What was so marvelous about this show was the sheer range of expression, the wide variety of styles coming out of the idea to leave representation behind. There are so many thoughts to ponder, so much sheer pleasure to be had. It will be on exhibit until April 15th, so I urge you to go if you can. If not, there is an extensive website. It is helpful to start here at the checklist, to get an overview of everything in the show, which you can then explore in depth. Enjoy!


  1. Thank you so much for sharing your entusiasm for this show. I hate to leave home but will have to see this one. I checked out the web site and there is so much to see! Interesting to note that some of the work looks very much of its time and some looks as if it could have been created yesterday.

    1. I do enjoy sharing, Nancy. You are so right about how some work looks completely contemporary, others seem dated. I hope you get to see it.

  2. Thanks for the excellent commentary, Altoon. Vaslav Nijinsk was the revelation for me...I'd forgotten that he made visual art too. And it was good to be reminded of British painter, Helen Saunders. Thanks again. I have to see this show soon.


    1. You're so welcome, Carl. The Nijinsky's were quite a surprise, especially since I'd been recently reading about sacred art. All the British art was new to me, and I loved the Helen Saunders. You'll certainly enjoy the show.

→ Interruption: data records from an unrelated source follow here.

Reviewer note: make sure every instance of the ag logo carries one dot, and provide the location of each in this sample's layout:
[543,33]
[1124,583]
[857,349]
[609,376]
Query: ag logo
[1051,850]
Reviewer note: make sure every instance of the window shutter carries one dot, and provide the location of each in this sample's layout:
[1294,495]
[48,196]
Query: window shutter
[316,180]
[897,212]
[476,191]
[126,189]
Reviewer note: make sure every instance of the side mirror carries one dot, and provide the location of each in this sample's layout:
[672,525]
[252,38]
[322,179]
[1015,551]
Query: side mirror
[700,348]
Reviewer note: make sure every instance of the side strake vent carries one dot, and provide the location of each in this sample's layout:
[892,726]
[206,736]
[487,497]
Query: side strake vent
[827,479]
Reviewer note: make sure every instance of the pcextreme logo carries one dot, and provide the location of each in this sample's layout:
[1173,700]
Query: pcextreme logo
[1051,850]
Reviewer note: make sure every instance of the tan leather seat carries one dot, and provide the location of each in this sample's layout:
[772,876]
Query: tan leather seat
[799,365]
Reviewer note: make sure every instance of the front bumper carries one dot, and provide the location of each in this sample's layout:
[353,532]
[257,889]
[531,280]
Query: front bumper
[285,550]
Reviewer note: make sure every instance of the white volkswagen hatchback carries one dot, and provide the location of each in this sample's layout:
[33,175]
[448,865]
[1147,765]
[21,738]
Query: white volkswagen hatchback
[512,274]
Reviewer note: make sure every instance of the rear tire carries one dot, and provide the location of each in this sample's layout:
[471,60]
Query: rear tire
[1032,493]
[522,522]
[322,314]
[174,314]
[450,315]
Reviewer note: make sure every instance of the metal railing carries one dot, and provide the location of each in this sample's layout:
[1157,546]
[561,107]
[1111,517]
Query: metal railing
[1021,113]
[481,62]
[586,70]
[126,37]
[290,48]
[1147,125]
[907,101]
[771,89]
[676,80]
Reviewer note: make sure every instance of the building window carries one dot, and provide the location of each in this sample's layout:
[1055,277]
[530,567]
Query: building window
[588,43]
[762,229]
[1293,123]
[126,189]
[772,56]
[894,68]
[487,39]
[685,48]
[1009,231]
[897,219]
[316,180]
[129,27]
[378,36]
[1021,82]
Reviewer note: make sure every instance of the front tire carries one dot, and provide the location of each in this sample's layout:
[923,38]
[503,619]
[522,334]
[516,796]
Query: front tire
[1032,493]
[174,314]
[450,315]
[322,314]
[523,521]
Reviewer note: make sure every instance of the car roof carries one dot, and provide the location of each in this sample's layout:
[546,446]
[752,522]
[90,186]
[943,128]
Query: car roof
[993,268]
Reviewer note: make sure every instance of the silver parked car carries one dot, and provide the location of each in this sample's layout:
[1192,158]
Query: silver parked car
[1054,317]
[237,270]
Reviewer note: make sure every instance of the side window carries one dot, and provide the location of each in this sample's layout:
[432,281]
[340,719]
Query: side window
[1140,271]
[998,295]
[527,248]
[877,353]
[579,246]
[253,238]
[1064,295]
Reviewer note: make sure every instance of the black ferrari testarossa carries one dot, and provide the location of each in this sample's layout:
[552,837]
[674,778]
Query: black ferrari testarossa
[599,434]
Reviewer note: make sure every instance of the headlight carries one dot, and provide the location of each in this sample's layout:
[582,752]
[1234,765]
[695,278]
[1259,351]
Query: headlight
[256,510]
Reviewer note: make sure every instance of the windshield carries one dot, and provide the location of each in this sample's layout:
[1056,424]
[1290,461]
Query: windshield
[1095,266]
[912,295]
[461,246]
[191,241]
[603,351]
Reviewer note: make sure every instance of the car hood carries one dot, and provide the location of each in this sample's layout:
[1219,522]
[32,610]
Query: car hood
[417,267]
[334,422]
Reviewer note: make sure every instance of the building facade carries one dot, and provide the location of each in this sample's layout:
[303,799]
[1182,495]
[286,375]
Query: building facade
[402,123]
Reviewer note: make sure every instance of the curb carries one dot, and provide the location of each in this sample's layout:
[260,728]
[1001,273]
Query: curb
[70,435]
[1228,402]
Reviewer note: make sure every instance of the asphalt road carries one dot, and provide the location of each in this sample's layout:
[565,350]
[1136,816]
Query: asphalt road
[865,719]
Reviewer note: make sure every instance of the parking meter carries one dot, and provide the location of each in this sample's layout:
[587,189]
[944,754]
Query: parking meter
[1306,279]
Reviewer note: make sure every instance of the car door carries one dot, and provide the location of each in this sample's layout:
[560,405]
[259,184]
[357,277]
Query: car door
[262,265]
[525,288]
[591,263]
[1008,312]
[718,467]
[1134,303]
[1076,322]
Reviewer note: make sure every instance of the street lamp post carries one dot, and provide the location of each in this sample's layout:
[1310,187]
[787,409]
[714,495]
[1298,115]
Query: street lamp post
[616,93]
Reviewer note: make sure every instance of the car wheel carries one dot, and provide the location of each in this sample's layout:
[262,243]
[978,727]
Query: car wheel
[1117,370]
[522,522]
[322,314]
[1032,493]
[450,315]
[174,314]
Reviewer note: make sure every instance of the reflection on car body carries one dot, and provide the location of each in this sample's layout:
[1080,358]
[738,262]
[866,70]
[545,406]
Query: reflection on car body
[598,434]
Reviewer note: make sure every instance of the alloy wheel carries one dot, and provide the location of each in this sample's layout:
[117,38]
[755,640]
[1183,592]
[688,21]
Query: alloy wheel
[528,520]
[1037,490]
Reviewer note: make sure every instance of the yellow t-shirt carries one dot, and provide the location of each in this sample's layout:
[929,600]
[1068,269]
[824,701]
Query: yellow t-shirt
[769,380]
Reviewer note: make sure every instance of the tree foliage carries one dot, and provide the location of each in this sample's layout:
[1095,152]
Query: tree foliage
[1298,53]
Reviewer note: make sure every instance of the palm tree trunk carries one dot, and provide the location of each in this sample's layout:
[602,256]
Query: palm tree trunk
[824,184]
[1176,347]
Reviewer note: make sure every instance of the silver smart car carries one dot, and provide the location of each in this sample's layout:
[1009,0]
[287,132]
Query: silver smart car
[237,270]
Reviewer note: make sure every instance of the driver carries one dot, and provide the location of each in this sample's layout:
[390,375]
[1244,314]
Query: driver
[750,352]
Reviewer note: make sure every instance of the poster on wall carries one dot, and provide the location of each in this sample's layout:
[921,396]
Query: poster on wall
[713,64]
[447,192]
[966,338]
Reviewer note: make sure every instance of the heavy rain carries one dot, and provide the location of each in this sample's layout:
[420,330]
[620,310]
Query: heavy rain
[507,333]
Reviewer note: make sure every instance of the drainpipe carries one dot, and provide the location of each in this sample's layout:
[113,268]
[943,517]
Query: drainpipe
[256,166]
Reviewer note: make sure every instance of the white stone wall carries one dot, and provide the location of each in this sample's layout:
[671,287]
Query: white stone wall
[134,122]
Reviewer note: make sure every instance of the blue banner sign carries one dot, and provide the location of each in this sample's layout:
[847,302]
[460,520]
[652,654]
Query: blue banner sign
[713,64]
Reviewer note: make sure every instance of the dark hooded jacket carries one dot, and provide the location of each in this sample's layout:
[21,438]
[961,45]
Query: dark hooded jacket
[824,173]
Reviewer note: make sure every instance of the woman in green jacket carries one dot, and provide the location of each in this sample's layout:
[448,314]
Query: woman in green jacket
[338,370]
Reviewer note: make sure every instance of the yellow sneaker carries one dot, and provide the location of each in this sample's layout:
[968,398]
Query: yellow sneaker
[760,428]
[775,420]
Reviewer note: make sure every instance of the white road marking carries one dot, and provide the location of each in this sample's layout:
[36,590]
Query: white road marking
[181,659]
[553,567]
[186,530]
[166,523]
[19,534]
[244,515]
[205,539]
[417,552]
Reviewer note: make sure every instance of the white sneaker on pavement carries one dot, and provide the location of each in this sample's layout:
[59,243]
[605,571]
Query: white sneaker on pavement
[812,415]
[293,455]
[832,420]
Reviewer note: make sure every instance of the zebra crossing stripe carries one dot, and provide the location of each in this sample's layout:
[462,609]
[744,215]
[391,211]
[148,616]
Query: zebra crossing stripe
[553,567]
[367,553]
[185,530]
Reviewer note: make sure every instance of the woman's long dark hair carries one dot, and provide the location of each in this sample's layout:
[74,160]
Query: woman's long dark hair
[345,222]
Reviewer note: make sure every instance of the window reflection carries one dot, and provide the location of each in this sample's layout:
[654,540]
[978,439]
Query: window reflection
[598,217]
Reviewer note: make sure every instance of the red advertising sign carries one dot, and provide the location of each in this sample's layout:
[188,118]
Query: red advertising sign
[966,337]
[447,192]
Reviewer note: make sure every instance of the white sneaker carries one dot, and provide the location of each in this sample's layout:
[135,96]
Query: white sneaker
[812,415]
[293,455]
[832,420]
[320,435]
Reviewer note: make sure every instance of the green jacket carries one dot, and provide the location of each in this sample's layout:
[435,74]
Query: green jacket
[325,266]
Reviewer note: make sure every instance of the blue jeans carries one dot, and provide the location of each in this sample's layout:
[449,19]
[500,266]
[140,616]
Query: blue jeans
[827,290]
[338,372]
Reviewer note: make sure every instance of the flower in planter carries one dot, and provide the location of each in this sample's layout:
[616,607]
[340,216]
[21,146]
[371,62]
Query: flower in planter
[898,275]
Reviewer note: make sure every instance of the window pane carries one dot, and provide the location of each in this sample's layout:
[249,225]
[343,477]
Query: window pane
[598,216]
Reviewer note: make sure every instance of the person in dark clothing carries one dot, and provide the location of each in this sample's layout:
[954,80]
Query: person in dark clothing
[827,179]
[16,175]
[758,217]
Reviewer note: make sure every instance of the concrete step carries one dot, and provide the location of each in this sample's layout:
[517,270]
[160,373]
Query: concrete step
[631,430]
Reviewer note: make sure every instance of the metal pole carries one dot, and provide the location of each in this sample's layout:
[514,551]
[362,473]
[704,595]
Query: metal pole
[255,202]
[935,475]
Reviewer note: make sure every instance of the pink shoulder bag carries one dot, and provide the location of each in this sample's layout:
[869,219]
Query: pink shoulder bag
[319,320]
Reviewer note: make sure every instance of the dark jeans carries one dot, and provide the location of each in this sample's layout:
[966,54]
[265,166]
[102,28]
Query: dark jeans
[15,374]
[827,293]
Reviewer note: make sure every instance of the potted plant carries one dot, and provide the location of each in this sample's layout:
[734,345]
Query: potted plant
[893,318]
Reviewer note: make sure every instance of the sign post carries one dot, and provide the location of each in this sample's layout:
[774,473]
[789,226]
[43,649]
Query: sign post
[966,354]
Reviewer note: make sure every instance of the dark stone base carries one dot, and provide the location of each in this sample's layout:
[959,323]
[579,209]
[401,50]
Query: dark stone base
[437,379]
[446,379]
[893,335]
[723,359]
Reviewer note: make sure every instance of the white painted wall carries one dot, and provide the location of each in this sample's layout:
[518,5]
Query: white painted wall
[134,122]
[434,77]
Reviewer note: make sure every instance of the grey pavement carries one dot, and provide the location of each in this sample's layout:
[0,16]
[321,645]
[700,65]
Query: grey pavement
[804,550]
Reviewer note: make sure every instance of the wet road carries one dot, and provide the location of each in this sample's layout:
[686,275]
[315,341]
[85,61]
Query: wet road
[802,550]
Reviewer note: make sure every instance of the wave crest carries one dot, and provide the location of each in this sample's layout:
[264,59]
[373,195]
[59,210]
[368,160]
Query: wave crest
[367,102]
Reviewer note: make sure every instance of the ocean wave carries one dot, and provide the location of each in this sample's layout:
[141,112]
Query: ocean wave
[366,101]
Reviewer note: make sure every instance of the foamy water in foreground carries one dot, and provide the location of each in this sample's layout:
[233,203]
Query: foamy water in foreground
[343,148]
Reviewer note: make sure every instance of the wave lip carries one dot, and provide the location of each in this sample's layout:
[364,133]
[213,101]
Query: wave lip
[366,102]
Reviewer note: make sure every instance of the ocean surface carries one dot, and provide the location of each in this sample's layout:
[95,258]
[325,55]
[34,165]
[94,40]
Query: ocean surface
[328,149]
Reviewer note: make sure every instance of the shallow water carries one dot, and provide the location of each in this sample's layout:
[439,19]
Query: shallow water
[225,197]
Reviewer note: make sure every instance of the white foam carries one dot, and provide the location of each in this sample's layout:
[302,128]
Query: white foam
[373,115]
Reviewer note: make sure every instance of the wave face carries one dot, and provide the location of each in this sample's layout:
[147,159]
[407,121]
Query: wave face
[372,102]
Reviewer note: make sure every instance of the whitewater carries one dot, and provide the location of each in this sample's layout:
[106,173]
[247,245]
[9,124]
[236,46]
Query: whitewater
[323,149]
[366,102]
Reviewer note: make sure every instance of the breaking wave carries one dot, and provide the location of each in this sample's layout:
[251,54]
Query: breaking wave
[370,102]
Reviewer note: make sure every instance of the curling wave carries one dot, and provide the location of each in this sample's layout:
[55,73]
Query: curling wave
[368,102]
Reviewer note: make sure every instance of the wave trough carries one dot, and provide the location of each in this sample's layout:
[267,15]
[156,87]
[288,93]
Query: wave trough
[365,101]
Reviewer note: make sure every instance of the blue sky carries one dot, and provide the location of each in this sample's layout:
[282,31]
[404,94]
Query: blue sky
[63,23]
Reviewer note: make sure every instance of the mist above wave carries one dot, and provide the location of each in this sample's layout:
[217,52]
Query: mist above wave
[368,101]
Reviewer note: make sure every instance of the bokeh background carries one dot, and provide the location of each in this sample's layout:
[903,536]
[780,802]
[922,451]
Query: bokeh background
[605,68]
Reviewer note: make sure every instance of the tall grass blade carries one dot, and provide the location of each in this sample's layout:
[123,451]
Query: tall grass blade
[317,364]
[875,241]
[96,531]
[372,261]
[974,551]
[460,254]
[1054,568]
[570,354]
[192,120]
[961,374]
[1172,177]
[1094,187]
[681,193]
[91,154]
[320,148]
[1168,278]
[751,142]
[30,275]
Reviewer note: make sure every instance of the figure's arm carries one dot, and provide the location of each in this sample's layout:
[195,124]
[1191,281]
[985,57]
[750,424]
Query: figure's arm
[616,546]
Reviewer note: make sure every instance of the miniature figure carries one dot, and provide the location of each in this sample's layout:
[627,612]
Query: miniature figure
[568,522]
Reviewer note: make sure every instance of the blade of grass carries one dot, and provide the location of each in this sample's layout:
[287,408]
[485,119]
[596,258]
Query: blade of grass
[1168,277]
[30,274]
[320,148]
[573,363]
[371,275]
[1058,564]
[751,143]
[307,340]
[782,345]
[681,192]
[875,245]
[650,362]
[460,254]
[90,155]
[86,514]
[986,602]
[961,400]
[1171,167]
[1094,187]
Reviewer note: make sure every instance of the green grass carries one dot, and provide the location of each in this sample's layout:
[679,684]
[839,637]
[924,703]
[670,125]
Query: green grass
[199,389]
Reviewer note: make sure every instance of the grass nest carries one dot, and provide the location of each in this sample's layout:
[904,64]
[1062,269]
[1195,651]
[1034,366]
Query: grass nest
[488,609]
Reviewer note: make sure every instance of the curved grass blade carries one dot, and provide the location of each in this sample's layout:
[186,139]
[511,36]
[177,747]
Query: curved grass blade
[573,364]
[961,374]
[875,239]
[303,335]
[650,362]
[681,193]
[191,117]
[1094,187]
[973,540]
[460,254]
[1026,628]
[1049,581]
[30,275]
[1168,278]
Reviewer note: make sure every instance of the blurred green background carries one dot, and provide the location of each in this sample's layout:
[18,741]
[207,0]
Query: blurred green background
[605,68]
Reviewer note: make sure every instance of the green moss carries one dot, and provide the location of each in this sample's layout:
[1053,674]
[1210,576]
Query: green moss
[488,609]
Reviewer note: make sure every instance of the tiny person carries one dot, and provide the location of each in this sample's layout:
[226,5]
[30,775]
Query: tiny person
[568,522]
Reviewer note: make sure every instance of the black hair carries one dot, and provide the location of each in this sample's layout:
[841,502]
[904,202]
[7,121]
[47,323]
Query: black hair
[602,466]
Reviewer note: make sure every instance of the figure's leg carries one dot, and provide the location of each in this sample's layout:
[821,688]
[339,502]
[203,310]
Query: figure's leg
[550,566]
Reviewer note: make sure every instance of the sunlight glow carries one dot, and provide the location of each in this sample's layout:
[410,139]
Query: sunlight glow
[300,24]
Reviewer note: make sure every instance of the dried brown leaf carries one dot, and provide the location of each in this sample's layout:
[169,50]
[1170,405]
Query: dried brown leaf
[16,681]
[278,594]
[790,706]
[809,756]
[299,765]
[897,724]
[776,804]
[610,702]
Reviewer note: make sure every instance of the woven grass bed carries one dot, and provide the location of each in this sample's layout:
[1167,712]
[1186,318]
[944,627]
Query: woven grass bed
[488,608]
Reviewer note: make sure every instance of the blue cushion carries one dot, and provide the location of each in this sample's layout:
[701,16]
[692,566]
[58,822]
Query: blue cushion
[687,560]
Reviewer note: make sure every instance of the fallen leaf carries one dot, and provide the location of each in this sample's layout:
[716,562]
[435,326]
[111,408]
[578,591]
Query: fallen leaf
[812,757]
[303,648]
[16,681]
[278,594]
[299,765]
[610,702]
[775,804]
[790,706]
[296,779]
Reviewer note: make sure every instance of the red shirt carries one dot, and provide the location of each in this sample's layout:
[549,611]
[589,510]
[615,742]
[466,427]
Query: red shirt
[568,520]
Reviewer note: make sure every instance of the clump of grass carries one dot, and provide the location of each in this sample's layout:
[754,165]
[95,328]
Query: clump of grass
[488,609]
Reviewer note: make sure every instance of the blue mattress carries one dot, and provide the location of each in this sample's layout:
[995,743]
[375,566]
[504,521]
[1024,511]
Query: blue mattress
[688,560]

  3. Thanks for this post Altoon, along with the photos (I love that last one by Sophie Taeuber-Arp). I'm glad to read you also found the exhibition title unfortunate (patronizing too?). Abstraction-- abstracting patterns, symbols and signs from nature-- is as old as humankind. I think folk art too, even that of Eastern Europe, follows a trajectory from thousands of years of abstract art making. I, for one, have been drawn to these sources of art for most of my life in the way that they speak a powerful language that surpasses time. So many interesting threads accompany this idea!

  4. I hadn't read Roger Densen's article before posting my comment, but now that I have (and thanks for citing it), i think it's excellent. I'd like to print it on a dress and wear it so I can readily refer to his well articulated skewering of any number of things (the chauvinistic attitude about elevating one art form over another being one of them)!

    1. Thanks so much for your comments, sarajo. I'm not familiar with the folk art traditions of Eastern Europe, but I'm sure they are as rich as other cultures. I love all of it, the stuff in museums and the stuff made for use.

    2. Altoon, i am looking forward to this exhibit soon to open at the Fowler Museum on the UCLA campus, which will feature stunning 19th to 20th-century ensembles from southeastern Europe. I grew up with a lot of this tradition, so i suppose that's why I'm so taken with it! http://www.fowler.ucla.edu/exhibitions/resplendent-dress

  5. Looks amazing! I've got to go see this.

  6. did you get a chance to make a second visit to this show, Altoon? I had hoped to get there again last week, but didn't make it. I wonder if it is too late this week -- I must check. Thanks for posting these photos.

  7. Such a fascinating and innovative movement! Knew a few of these artistic names but certainly not all, thanks for the useful guide!